Log base ten may be more intuitive for conversion purposes. Then adding another 9 corresponds to adding 1.

“Five times more likely” should overflow for probabilities greater than 0.2. This is because the terminology “times more likely” is usually used in the context of decision-making, so it manipulates the linear probabilities because that’s what goes into the expected utility.
- brilee Nov 28, 2011, 2:47 AM
  8 points
  Parent
  Yeah, I was definitely thinking about that. The mathematician in me won out in the end.
  
  It occurs to me that a lot of people have probably thought about this, and they have alternately used base 2, base e, and base 10. Unless we get the entire LW community to standardize on one base, we won’t be able to coherently communicate with one another using log-probabilities, and therefore log-probabilities will stay relegated to the dustbin.
  
  base 2 - advantages, we can talk about N bytes’ worth of evidences.
  
  base e—mathematician’s base
  
  base 10 - common layperson can understand it, advantages with the 9′s and 0′s.
  
  Actually, I think you’re right, log base 10 is probably better. If others agree, I’ll rewrite the article in base 10.
  - Zack_M_Davis Nov 28, 2011, 3:02 AM
    12 points
    Parent
    
    base e—mathematician’s base
    
    What’s the specific benefit of base e for log-odds, though? Base e has lots of special properties that make it useful in many areas of mathematics (e^x is its own derivative, de Moivre’s formula, &c.), but is this one of them? (It could be; I don’t know.)
    - [deleted]Nov 28, 2011, 9:22 PM
      12 points
      Parent
      To quote Jaynes, p.91 of PT:TLoS:
      
      In many applications it is convenient to take the logarithm of the odds because of the fact that we can then add up terms. Now we could take the logarithm to any base we please, and this cost the writer some trouble. Our analytic expressions always look neater in terms of natural (base e) logarithms. But back in the 1940s and 1950s when this theory was first developed, we used base 10 logarithms because they were easier to find numerically; the four-figure tables would fit on a single page. Finding a natural logarithm was a tedious process, requiring leafing through enormous old volumes of tables.
      
      Today, thanks to hand calculators, all such tables are obsolete and anyone can find a ten-digit natural logarithm just as easily as a base 10 logarithm. Therefore, we started happily to rewrite this section in terms of the aesthetically prettier natural logarithms. But the result taught us that there is another, even stronger, reason for using base 10 logarithms. Our minds are thoroughly conditioned to the base 10 number system, and base 10 logarithms have an immediate, clear intuitive meaning to all of us. However, we just don’t know what to make of a conclusion stated in terms of natural logarithms, until it is translated back into base 10 terms. Therefore, we re-wrote this discussion, reluctantly, back into the old, ugly base 10 convention.
      
      So to answer your question, the only advantage of base e is that “ln” looks tidier than “log10″.
      
      Apart from being more intuitively understandable to humans, using base 10 also allows us to multiply by 10 and measure evidence in the familiar unit of decibels.

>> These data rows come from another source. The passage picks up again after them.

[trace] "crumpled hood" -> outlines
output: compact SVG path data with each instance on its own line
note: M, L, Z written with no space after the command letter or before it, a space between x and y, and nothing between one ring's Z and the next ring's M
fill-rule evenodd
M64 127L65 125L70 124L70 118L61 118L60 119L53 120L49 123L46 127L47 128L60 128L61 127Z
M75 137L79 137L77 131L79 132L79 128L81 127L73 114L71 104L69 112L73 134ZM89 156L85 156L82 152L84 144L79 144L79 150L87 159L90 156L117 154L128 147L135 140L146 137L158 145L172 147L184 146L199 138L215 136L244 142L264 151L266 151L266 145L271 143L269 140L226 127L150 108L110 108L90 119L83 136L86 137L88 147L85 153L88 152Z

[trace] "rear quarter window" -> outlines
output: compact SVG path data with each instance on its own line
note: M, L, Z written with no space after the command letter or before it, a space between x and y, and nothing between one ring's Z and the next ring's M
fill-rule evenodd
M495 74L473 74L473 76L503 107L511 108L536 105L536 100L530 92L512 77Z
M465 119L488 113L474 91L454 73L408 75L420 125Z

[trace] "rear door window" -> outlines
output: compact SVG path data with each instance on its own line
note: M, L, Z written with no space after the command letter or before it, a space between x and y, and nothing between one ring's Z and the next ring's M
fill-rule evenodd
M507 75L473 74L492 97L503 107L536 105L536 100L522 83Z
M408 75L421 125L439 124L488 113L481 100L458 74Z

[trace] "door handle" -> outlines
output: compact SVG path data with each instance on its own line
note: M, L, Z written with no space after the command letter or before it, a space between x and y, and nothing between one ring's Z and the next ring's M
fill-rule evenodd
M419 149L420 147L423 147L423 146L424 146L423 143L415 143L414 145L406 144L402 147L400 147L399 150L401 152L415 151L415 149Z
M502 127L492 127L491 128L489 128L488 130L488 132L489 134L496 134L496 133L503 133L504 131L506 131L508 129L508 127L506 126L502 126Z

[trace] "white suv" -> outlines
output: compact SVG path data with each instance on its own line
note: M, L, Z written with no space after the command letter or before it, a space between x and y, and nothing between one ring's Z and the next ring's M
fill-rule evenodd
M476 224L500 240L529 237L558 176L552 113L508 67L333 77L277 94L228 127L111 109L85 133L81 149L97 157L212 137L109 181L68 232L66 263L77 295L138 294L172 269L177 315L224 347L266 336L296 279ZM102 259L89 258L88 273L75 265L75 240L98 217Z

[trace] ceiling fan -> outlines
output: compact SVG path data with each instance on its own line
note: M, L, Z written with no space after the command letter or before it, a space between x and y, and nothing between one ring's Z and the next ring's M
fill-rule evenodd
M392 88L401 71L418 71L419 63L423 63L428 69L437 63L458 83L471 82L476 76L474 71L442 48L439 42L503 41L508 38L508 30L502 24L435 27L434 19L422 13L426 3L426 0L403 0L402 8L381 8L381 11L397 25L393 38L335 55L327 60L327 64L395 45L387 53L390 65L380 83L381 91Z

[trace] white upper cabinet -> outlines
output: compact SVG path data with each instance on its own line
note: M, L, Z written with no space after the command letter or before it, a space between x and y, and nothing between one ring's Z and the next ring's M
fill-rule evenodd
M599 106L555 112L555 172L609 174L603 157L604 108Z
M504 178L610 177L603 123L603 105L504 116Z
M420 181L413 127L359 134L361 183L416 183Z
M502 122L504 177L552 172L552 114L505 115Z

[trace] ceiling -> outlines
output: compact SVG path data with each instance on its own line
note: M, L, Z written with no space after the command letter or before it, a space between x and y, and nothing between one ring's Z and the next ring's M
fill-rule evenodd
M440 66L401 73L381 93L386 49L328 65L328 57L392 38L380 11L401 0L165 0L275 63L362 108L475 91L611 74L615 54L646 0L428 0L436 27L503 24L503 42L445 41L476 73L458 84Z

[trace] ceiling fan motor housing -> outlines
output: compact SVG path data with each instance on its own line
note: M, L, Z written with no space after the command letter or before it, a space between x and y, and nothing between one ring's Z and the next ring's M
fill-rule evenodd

  - Steve_Rayhawk Nov 30, 2011, 6:43 PM
    8 points
    Parent
    The natural unit of ratio, the neper (Np), is easier to interpret for small ratio contributions, where the derivative of exp(x) is ≈1:
    
    0.1Np = exp( 0.1) ∶ 1 ≈ 1.1 ∶ 1
    -0.1Np = exp(-0.1) ∶ 1 ≈ 0.9 ∶ 1
    
    This could make for an easy upgrade path to use of nepers or centinepers instead of percents in comparatives involving rates, which would reduce semantic confusion. “50% faster” can mean “gets 150% as far” (so .41Np faster, or 41 cNp, or perhaps 41Np%) or “takes 50% as much time” (so .69Np faster, or 69cNp, or 69Np%). That’s an argument for using nepers as a standard base outside communications of probability.
    
    (trivia: Nepers and radians are each other turned sideways, being respectively the real and imaginary parts of eigenvalues of linear differential equation systems.)
  - wedrifid Nov 28, 2011, 12:36 PM
    8 points
    Parent
    
    base 2 - advantages, we can talk about N bytes’ worth of evidences.
    
    Wouldn’t it be easier to talk about N bytes worth of evidence in base 256? Bits of evidence seems the more useful metric!
  - brilee Nov 30, 2011, 4:12 PM
    0 points
    Parent
    Article is rewritten in base 10, and I rewrote some of the explanation for Bayesian updates. Enjoy!
  - shokwave Nov 28, 2011, 11:36 AM
    0 points
    Parent
    I would like to see the article in base 10.